Did you know that many Americans have done little to no end-of-life planning, and most do not have a will? This means that most Americans choose to let the state decide how to manage their affairs after they die.
Jump ahead to these sections:
- Louisiana's Intestacy Laws Explained
- How Does Probate Work in Louisiana If There Is No Will?
- Who Typically Inherits Assets in Louisiana If There Isn't a Will?
- Frequently Asked Questions: Dying Without a Will in Louisiana
A will is an important legal document, and there are many factors to consider when deciding if you need a will. You can use a will to name your executor and choose how to distribute your property after you die.
If you are like most Americans, you do not currently have a will. If you die without a will, you are said to have died "intestate." Instead of a will naming whom your property goes to, the laws of the state where you reside will instead determine who gets your property. These laws are called intestacy laws.
Louisiana's Intestacy Laws Explained
If you die without a will in Louisiana, Louisiana's intestacy laws will determine who gets your estate property through a process called succession. Succession is the process of "settling a deceased person's estate and distributing the property to those who inherit after the debts are
paid.” In some states this process is called probate. We will use both terms interchangeably during this discussion.
How Does Probate Work in Louisiana If There Is No Will?
Probate laws in Louisiana are detailed and straightforward, so you'll know exactly what to expect if there is no will.
In Louisiana, the process commonly known as probate is called succession. Keep in mind that not all property has to go through probate. Certain accounts like IRAs and life insurance policies already have people named who will inherit them and pass them automatically to those people at death. You can check on your retirement plans and insurance policies to find out who those people are. Be sure to keep your plans and policies updated as your life changes.
Marriage, for example, can be a significant life change. In Louisiana, if you are married, this changes the types of property you can own – it is possible to own different types of property if you are married, including separate property and community property. Your separate property is property that you own on your own, including:
- Property owned before marriage.
- Property inherited by one spouse during marriage.
- Property given to only one of the spouses during marriage.
Conversely, community property is property that you and your spouse share. Each spouse owns one-half of the community property during the marriage.
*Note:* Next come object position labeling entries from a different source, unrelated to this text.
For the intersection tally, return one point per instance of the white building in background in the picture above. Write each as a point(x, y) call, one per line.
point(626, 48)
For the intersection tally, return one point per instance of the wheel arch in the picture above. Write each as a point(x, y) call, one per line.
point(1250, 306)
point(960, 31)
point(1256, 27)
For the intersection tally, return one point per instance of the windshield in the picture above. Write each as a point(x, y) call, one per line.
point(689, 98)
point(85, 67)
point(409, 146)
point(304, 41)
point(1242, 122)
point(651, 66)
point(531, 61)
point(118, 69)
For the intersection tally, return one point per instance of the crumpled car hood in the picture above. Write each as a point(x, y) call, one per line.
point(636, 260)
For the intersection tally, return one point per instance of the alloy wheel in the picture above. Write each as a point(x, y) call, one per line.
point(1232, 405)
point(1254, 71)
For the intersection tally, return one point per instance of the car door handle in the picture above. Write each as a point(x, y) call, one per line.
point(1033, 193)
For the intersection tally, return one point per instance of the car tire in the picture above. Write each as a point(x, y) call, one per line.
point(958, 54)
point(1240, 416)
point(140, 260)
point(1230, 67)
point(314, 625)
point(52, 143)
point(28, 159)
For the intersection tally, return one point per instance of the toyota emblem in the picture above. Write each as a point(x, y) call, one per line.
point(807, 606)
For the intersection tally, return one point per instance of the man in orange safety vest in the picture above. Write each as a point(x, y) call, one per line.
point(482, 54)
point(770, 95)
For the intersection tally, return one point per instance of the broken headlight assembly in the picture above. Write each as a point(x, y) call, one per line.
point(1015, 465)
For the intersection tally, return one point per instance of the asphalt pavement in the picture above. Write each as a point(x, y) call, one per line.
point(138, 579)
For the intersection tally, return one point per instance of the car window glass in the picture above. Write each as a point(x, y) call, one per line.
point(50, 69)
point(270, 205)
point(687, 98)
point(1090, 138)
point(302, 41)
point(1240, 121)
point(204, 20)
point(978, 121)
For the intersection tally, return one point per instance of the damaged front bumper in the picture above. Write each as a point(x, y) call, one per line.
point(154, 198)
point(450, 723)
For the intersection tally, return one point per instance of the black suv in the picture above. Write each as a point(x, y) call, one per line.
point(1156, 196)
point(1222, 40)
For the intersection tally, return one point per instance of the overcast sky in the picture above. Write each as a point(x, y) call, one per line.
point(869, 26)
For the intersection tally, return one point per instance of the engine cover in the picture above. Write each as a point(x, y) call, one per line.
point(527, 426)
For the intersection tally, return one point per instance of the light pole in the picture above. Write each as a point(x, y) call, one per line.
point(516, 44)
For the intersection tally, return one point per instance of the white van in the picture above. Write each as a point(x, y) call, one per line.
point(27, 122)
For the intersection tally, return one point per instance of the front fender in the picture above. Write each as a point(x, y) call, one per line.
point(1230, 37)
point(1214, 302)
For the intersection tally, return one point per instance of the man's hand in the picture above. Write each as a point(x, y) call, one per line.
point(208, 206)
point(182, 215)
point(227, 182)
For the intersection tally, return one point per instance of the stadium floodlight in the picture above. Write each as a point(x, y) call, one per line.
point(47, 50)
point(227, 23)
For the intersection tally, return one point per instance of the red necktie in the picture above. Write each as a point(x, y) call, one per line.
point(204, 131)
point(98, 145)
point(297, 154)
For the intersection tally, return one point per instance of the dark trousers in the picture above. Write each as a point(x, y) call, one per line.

Separate property can also become community property, depending on how it is treated during the marriage.
Spouses may wish to keep particular properties separate for many reasons. If you have concerns about whether or not an item is separate property or community property, you should ask an estate planning attorney. An estate planning attorney may be able to advise you on how to keep your property separate.
Now that you know about Louisiana's different types of property, we can start discussing how the probate (or succession) process works if there is no will. The family should open the succession proceedings soon after the decedent's (deceased person's) death. Heirs are those people legally entitled to inherit property.
Succession may be simple or complex, depending on the property involved, the family members, and any debts.
If succession requires an administrator, the court appoints an administrator. The administrator will have many responsibilities, including handling the deceased's debts and distributing the deceased's property to heirs.
In some instances, it may be possible to file for succession without administration by obtaining a judgment of possession. The judgment is simply an order transferring the title of the deceased's assets. This may be possible where all interested parties are in agreement and the estate has little to no debt. The judgment expedites the succession process. In a succession without administration, no administrator is appointed because there is no administration.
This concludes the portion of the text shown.